Gender-care professionals and transgender-rights advocates hailed the 98% figure as evidence that regret is rare.

However, the authors cautioned that the result may not be replicated elsewhere because the adolescents studied had undergone comprehensive assessments, lasting a year on average, before being recommended for treatment. This slower, methodical approach is uncommon at many U.S. gender clinics, where patient evaluations are typically done much faster and any delay in treatment, or “gatekeeping,” is often believed to put youth at risk of self-harm because of their distress from gender dysphoria.

Dr Marianne van der Loos, the Dutch study’s lead author, is a physician at Amsterdam University Medical Center’s Center for Expertise on Gender Dysphoria, a pioneer in gender care for adolescents.

“It’s important to have evidence-based medicine instead of expert opinion or just opinion at all,” van der Loos said.

Reliable evidence of the frequency of detransition and regret is important because, as MacKinnon, van der Loos and other researchers say, it could be used to help ensure that adolescent patients receive the best possible care.

A basic tenet of modern medical science is to examine outcomes, identify potential mistakes, and, when deemed necessary, adjust treatment protocols to improve results for patients. For example, only after large international studies analyzing outcomes for thousands of patients did researchers establish that implanted coronary artery stents were no better than medication for treating most cases of heart disease.

Stronger data on outcomes, including the circumstances that make regret more likely, would also help transgender teens and their parents make better-informed decisions as they weigh the benefits and risks of treatments with potentially irreversible effects.

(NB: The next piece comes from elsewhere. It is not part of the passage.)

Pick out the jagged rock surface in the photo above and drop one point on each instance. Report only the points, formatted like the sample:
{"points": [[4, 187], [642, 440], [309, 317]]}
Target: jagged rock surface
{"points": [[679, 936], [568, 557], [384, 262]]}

“We cannot carry on in this field that involves permanently changing young people’s bodies if we don’t fully understand what we’re doing and learn from those we fail,” said Edwards-Leeper, the clinical psychologist and WPATH member. “We need to take responsibility as a medical and mental-health community to see all the outcomes.”

Dr Laura Edwards-Leeper
Photo: Laura Edwards-Leeper/Handout via REUTERS

As Reuters reported in October, thousands of families in the U.S. have been weighing these difficult choices amid soaring numbers of children diagnosed with gender dysphoria, the distress experienced when a person’s gender identity doesn’t align with their gender assigned at birth. They have had to do so based on scant scientific evidence of the long-term safety and efficacy of gender-affirming treatment for minors.

Concern about how to cope with the growing waiting lists at gender clinics that treat minors has divided experts. Some urge caution to ensure that only adolescents deemed well-suited to treatment after thorough evaluation receive it. Others argue that any delay in treatment prolongs a child’s distress and puts them at risk of self-harm.